Profiling in MicroServices

Measuring System Performance

Business for being successful require a working piece software which serves the customer. This though is an inadequate statement. Customer need quicker service (response). To achieve this, we can have multiple servers and distribute the traffic. Simple isn’t it.

Have many servers serving customers i.e. over provision the customer, that way there is no complain. 🙂

Well that’s neither desirable for any business nor feasible at time for implementation team.

Lets consider an example.

Story Of Optimum Usage

Imagine a multi story restaurant, with many waiters who are allocated specific table numbers on the respective floor.

Now there are two challenges.

One the restaurant many not be full at all time or all of the floor may not be occupied. This is a waste of resources i.e. waste of money/cost.

Second, if there are set of tables have a great view, then people would occupy those set of tables only. An individual waiter who is serving that area still remains busy since he is the only one who is serving and customers have to wait for him since they are blocked on him. While all other waiters are waiting and waiting and sitting idle.

Similarly we can think of software and infrastructure systems serving the business functionality to the customers.

Trouble With Over Provisioning

If the infrastructure is over provisioned to the max load serving capacity then operational costs are huge.

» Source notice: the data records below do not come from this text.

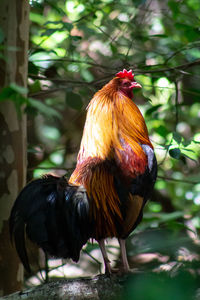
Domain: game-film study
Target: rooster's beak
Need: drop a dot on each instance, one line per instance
(135, 85)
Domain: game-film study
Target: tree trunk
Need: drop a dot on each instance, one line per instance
(101, 287)
(14, 22)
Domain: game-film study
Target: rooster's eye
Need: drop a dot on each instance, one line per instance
(126, 83)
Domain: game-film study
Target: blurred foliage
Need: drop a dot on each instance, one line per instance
(75, 48)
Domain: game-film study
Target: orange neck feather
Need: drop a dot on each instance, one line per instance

Secondly, despite of providing hardware capacity, software may not be designed to handle many requests in parallel and give response quicker.

In monolith, its very challenging to scale the system on demand. Typically as the software is not modularized so installing on different machine is not possible or if at it is possible then it mostly breaks.

Increasing hardware capacity (vertical scaling) of the existing servers where monoliths is the option that remains. Vertical may lead to downtime during the process of scaling or an incorrect implementation would lead to bigger troubles.

Micro-services are autonomous and independent hence fine tuning, optimizing each service is possible.

Coupled with elastic nature of infrastructure allows scaling up and down the infrastructure on demand or on defined parameters (number or requests or time frame in a day).

How To Identify What To Optimize

However micro-services architecture is distributed in nature, spanning across multiple services, multiple servers, data centers.

This presents the challenge for identifying the challenge in gathering all different data element which can help in identifying the performance bottle necks.

Also the data elements which can help operations team to understand infrastructure utilization and guide on configuration of the servers.

Real riddle to solve is how to achieve constant performance improvement and resource optimization in such a large distributed architecture.

Identify the bottle necks or optimizing resources needs key data elements recorded at a point in time. Also such a data needs to be recorded over a period of time so a decision can be taken based on a pattern.

From an service application perspective, in order to identify the pieces of code which should be optimized, the development needs detailed data on how that service behaves in production with actual load and interactions from users.

Key Data Measured In Profiling

Data that can be gathered from the service is

Service latency : time taken by service to respond)

Method latency : time taken by key code snippets doing critical operations/logic)

Third party service latency: how long the third party took to respond

Payload size: response time might vary as per request and response size

Errors and timeouts during the execution.

If application is querying to a database or executing a procedure then the call the set of queries took or a specific query took should be recorded.

While we are looking at service behavior, we can also take a peek into infrastructure and server data such as

  • CPU utilization percentage
  • Network latency and throughput
  • Disk usage vs free
  • Memory usage

Some data that can be collected from server is

  • Thread contention
  • Garbage collection
  • Connection pooling
  • Database interactions

Overall end to end latency should be measured and then should be broken down at each layer/component.

Then each component can further improved upon.

In order to do this, instrumentation should be done in the service code and needed data from server and infrastructure components must be fetched.

This is called as profiling.

What Is Profiling

Profiling helps in micro-services architecture to optimize code, servers and hardware capacity.

Profiling is a graphical or other representation of information relating to particular characteristics of something, recorded in quantified form.

Profiling provides an inventory of performance events and timings for the execution as a whole.

Profiling information gathered from all sources can be plotted on a graph and can quickly analyzed.

There are many profiling tools available. There are code profilers, database query process.

Dynatrace, JProfiler

There are a lot of performance optimization helper tools available which provide an apt solution for solving performance bottlenecks.

For optimization a lot of techniques are used such as caching, distributed computing, load balancing and on demand horizontal scaling etc.

Also functional programming languages like Scala, Clojure, Haskell etc have been chosen these days to implement parallelism, which optimizes the cost and provides easy to understand, stable code.

Need Of Metering

Metering is another important aspect. Meter mean a device/mechanism that measures the amount of something that is used.

Metering is achieved by collecting metrics from the applications and infrastructure components.

This contains the data elements that we have discussed in the profiling. It is important not only to measure the data at a point in time but also to record the data continuously for trending and analysis purpose.

This analysis can be used for pricing the product functionality and usage.

E.g. throttling can be applied i.e. 100 requests supported per day for economic plan, 300 for premium plan and 500 for business plan etc.

Application performance, stability, delivery quality(failures), hosting and maintenance cost can be obtained with the help of metering.